Terceirização: o risco de a Constituição não valer
para os trabalhadores
(*) Grijalbo Fernandes Coutinho
Tem sido enorme a pressão empresarial para o Estado
autorizar a terceirização generalizada em todas as atividades econômicas. Não
raro, até mesmo integrantes dos poderes proclamam que o tema deve ser objeto de
rápida decisão porque assim esperam os agentes econômicos.
Passam a enganosa impressão, com as suas falas
oficiais, que a medida é necessária para proteger os empregados.
Ora, a terceirização encontra-se interpretada ou
regulamentada desde 1993, ao menos sob a configuração jurídica que agora se
pretende alterar no âmbito do Parlamento e STF, com reduzidas modificações ao longo
dos anos no conteúdo da Súmula no 331, do TST. Com a celeridade almejada buscasse evitar a ampliação do debate público na sociedade brasileira sobre os efeitos
da terceirização para o conjunto das relações de trabalho. Quanto menor for a
mobilização popular, maiores serão as chances da aprovação do trabalho
terceirizado sem estardalhaço sindical.
Inegavelmente, o trabalho e todas as suas
instituições protetivas padecerão, na hipótese de a terceirização ser liberada
de forma generalizada.
O PL4.330/04, previsto para ser votado nos
próximos dias, autoriza a terceirização sem freios, em contraposição aos
limites impostos pela interpretação contida na Súmula no 331 do TST, que hoje a
admite apenas na atividade-meio. A referida iniciativa parlamentar apoiada por representações
empresariais tem, como princípio nuclear, a liberação da terceirização na atividade-fim,
acompanhada da responsabilidade subsidiária das empresas tomadoras.
Os demais dispositivos
da proposta expressam apenas o desejo de escamotear a essência do duro golpe desferido
contra o Direito do Trabalho. São disposições aparentemente protetoras da
execução do contrato de prestação de serviços firmado entre empresas,
responsáveis, contudo, pela legitimação do fenômeno em sua vertente mais
predatória, de modo que não apenas sejam intensificadas as condições de
trabalho degradantes hoje oferecidas aos trabalhadores terceirizados, como
também reste viabilizada a extensão das perversas condições ao grande grupo
obreiro que irá fatalmente compor o rol dos terceirizados, aumentando,
portanto, os níveis de proletariedade social.

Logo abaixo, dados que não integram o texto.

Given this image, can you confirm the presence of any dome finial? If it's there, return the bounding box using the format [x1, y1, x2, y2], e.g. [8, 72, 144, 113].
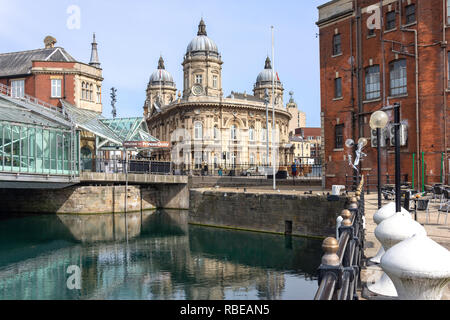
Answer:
[264, 56, 272, 69]
[158, 55, 166, 70]
[89, 32, 100, 68]
[197, 18, 208, 36]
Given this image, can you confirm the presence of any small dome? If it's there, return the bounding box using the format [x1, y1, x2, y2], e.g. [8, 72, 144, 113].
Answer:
[149, 57, 175, 87]
[186, 36, 219, 53]
[256, 57, 281, 84]
[186, 19, 219, 54]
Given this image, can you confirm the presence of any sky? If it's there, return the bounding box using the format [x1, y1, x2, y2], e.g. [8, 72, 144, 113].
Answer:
[0, 0, 326, 127]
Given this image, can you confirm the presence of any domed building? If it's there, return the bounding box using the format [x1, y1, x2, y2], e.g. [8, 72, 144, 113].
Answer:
[144, 19, 298, 169]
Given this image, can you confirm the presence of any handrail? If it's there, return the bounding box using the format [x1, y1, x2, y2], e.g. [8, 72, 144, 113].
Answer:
[314, 177, 364, 300]
[0, 83, 62, 113]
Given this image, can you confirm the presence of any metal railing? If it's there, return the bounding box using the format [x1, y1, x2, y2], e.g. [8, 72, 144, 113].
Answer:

A lógica do tudo terceirizável, no âmbito das relações
de trabalho, legitimará o funcionamento das grandes empresas e dos conglomerados
econômicos praticamente sem empregados formais em seus respectivos quadros de
pessoal. O modelo, com certeza, não interessa aos trabalhadores, que passam a
negociar exclusivamente com intermediários os quais atuam como mera correia de
transmissão do sistema, do ponto de vista mais geral.
Diferentemente do discurso dominante, sem qualquer hesitação,
a proposta em debate legitima o modo de gestão patronal terceirizante em sua
vertente mais perversa contra os trabalhadores.
Não poderia ser pior, tanto
para a classe trabalhadora, quanto para a sociedade brasileira comprometida com
a Justiça Social.
Tanto é assim que temas básicos capazes de, em
tese, minimizar os efeitos danosos de ação inexoravelmente redutora de direitos
sociais sequer são cogitados na discussão legislativa, tais como, restrição do trabalho subcontratado às
atividades de natureza transitória, responsabilidade solidária de todas as
empresas integrantes do processo produtivo, isonomia absoluta entre trabalhadores centrais e
terceirizados e enquadramento sindical obreiro com base na atividade da
tomadora de serviços.
As condições laborais, a partir de eventual
terceirização generalizada, serão muito mais degradantes, tudo em nome da
competividade e do consequente aumento das taxas de lucro.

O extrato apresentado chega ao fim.